Anandamide infusion into the dorsal HPC facilitates extinction, an effect prevented by pre-treatment with AM251 (de Oliveira et al., 2008). In addition, administration of AM404 systemically (Pamplona et al., 2008), via intracerebroventricular (Bitencourt et al., 2008) or directly into the dorsal HPC (Abush and Akirav, 2010), facilitates fear extinction. These effects seem to depend on the activation of CB₁, but not TRPV1 (Bitencourt et al., 2008). However, TRPV1 involvement in AM404 effects on extinction was observed in auditory fear conditioning (Llorente-Berzal et al., 2015).

Conclusion and future directions

The evidence reviewed here supports our hypothesis that anandamide, CB₁ and TRPV1 act in concert as a neurochemical system regulating fear memory. Low-intensity aversive stimuli could promote moderate anandamide release, which activates CB₁ receptors and decreases the release of glutamatergic neurotransmission, with subsequent inhibition of fear. However, in response to highly aversive stimuli, anandamide levels would further increase; as a result, TRPV1 channels would be activated to promote Ca⁺² influx, increase neuronal firing and, finally, activate the neuronal mechanisms promoting fear.

However, some limitations should be considered. For instance, most studies have focused on male rodents as experimental subjects. Since only recently has sex been included as an experimental variable, little is known regarding differences in anandamide/CB₁/TRPV1 interactions between males and females. A recent study showed that eCB signalling facilitation had no effect on fear extinction in males, while extinction was impaired in females, probably via TRPV1 activation (Morena et al., 2021). Another biological variable to be taken into consideration is development, since TRPV1 (Huang et al., 2014) and CB₁ (Liu et al., 2003) expression change along the lifespan. Future research should address the impact of these variables in anandamide/CB₁/TRPV1 interactions in specific brain regions. Finally, a remaining question is how this tripartite system could be targeted for developing new drugs for the treatment of certain psychiatric disorders, particularly those resulting from exacerbated responses to aversive stimuli.

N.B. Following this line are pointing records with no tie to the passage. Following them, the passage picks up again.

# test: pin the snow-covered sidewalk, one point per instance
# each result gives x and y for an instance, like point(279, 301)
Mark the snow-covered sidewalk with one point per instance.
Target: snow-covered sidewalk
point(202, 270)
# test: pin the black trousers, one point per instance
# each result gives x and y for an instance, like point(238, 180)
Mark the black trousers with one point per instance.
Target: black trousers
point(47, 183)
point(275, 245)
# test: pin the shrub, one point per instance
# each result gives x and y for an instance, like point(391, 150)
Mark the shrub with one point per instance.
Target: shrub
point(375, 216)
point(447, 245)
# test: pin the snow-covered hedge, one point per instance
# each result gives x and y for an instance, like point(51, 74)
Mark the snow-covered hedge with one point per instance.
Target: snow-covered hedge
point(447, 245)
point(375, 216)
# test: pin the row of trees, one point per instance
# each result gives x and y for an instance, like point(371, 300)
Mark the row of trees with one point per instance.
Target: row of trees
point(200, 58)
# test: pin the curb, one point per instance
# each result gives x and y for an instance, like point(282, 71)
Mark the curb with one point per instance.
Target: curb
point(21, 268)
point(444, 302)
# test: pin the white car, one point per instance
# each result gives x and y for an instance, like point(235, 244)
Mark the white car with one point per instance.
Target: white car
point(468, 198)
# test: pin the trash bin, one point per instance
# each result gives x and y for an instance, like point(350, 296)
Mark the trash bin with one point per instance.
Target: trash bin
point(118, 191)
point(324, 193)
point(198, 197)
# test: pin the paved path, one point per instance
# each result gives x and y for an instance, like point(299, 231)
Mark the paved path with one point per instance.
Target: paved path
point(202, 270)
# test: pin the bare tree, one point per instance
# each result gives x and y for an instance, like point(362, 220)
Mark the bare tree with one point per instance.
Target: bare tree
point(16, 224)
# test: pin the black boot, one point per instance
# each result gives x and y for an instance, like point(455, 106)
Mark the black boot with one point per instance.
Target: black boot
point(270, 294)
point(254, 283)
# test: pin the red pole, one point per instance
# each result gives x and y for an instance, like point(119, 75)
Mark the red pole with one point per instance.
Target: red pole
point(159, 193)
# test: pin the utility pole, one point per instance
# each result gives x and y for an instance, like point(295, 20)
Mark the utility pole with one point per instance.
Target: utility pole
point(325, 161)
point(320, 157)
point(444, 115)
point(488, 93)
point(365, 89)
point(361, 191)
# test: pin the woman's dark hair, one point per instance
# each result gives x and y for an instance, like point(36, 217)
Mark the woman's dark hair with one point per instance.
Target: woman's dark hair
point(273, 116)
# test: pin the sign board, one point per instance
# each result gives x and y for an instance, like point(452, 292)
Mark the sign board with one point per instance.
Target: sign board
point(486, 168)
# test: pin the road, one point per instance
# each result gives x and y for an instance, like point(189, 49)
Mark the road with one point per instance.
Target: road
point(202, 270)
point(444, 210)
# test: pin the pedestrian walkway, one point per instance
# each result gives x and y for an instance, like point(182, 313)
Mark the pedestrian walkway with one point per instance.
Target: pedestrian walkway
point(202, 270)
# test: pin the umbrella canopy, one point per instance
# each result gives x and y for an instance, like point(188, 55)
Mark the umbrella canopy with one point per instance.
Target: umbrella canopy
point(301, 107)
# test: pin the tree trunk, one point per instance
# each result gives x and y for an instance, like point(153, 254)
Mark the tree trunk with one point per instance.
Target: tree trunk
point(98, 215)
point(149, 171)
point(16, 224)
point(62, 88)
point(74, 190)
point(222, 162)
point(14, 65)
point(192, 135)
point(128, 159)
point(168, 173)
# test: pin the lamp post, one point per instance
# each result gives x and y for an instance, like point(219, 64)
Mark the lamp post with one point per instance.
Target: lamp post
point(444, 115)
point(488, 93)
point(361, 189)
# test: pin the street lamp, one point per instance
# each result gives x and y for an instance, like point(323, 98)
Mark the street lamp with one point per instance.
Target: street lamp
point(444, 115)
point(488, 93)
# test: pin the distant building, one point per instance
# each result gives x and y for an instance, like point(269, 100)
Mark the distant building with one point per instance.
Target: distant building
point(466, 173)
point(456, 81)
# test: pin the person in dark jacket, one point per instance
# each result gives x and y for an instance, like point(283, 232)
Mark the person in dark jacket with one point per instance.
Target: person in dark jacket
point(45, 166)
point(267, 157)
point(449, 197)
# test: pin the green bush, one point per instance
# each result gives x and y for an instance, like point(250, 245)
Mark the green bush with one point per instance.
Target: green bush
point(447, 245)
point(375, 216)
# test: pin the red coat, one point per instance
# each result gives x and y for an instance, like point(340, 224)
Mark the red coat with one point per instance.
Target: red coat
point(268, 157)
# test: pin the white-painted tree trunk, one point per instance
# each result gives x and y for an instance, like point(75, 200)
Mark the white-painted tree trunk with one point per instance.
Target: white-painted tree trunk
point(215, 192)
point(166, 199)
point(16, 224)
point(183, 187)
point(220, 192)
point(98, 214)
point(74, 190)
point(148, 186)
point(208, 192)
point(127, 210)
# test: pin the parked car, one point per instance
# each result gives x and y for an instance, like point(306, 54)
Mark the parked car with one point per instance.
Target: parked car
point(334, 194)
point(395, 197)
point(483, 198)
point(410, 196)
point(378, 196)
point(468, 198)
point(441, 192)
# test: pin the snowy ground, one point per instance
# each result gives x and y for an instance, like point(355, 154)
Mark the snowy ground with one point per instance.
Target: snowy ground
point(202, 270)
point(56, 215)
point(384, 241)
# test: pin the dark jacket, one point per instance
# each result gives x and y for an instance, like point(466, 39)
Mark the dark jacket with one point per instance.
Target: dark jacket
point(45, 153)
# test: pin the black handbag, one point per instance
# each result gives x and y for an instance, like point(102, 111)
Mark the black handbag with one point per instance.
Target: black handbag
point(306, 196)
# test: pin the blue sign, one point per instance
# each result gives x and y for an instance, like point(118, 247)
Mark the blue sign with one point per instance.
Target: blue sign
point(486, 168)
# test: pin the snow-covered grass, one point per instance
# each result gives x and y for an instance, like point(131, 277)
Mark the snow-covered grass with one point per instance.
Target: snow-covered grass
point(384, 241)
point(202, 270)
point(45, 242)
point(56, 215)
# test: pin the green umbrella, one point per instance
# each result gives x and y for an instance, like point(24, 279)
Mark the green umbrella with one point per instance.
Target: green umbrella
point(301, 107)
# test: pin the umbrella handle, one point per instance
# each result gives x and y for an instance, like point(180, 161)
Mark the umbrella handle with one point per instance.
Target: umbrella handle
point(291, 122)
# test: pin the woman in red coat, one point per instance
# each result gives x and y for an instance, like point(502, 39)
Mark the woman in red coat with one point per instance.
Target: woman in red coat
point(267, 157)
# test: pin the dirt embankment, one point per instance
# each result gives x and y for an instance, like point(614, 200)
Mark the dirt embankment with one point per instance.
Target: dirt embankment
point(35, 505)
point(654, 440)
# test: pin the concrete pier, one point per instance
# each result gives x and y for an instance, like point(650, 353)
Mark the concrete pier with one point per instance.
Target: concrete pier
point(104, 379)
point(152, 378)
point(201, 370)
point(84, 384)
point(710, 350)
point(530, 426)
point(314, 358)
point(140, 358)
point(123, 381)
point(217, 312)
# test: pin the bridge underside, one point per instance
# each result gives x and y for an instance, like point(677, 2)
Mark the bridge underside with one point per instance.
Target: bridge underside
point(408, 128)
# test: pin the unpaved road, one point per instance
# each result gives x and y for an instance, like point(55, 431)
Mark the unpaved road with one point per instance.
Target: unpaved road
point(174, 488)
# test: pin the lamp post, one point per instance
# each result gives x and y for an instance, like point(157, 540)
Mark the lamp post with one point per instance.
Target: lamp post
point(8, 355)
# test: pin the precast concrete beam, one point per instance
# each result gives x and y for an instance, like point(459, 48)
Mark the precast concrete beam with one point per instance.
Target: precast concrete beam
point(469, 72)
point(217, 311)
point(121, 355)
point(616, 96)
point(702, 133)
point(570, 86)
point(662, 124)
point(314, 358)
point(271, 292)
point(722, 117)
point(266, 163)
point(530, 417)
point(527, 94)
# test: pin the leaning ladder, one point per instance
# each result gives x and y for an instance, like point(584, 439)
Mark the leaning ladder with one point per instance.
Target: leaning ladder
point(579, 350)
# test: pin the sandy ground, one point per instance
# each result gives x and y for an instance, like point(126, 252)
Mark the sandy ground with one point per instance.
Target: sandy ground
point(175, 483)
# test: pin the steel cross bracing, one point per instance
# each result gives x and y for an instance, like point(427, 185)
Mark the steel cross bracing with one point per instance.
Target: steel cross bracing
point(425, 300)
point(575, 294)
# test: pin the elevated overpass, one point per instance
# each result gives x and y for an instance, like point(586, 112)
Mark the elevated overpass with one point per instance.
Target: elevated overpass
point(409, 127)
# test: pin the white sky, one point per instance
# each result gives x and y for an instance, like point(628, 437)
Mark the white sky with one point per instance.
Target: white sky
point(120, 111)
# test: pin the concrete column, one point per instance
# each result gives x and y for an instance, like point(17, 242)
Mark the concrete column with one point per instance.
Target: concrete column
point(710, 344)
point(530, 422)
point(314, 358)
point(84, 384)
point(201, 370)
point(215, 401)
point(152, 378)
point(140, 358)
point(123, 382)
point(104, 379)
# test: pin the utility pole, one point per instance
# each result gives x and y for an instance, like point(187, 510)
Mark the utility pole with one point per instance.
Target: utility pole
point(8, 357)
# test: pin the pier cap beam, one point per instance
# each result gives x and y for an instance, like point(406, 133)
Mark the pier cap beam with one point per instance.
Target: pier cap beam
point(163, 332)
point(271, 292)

Figure 1. a ) CB₁ and TRPV1 receptors are co-localized in brain regions that modulate fear responses, such as the prefrontal cortex (PFC), hippocampus (HPC), amygdala (AMG) and periaqueductal grey (PAG). b ) Molecular pathways involved in fear memory modulated by CB_1. receptors and TRPV1 channels in response to low or high aversive stimuli. Under low-intensitiy, aversive stimuli (left panel) CB₁ activation by anandamide inhibits adenylate cyclase. (AC), reduces glutamate (GLU) release and activates rectifying potassium (K⁺) channels. However, as the intensity of the aversive stimulus increases (right panel), anandamide binds to TRPV1 receptors and causes calcium (Ca⁺²) influx. This leads to calmodulin (CaM) activation and neuronal nitric oxide synthase (nNOS) activity, resulting in nitric oxide (NO) production and its retrograde activity, increasing GLU release (2-AG, 2-arachidonoylglicerol; AC, adenylate cyclase; anandamide, N-arachidonoylehtanolamide or anandamide; Akt, protein kinase B; AMPA, α-amino-3-hydroxy-5-methyl- 4-isoxazolepropionic acid channel; BDNF, brain-derived neurotrophic factor; Ca⁺², calcium; CaM, calmodulin; CamKII, calcium–calmodulin (CaM)-dependent protein kinase II; CB₁, cannabinoid type 1 receptor; ERK, extracellular signal-regulated kinase; GLU, glutamate; K⁺, potassium; mTOR, mammalian target of rapamycin; NMDA, N-mehtyl-d- aspartate channel; nNOS, neuronal nitric oxide synthase; NO, nitric oxide; TrkB, receptor tyrosine kinase B; TRPV1, transient receptor vanilloid type-1 channel).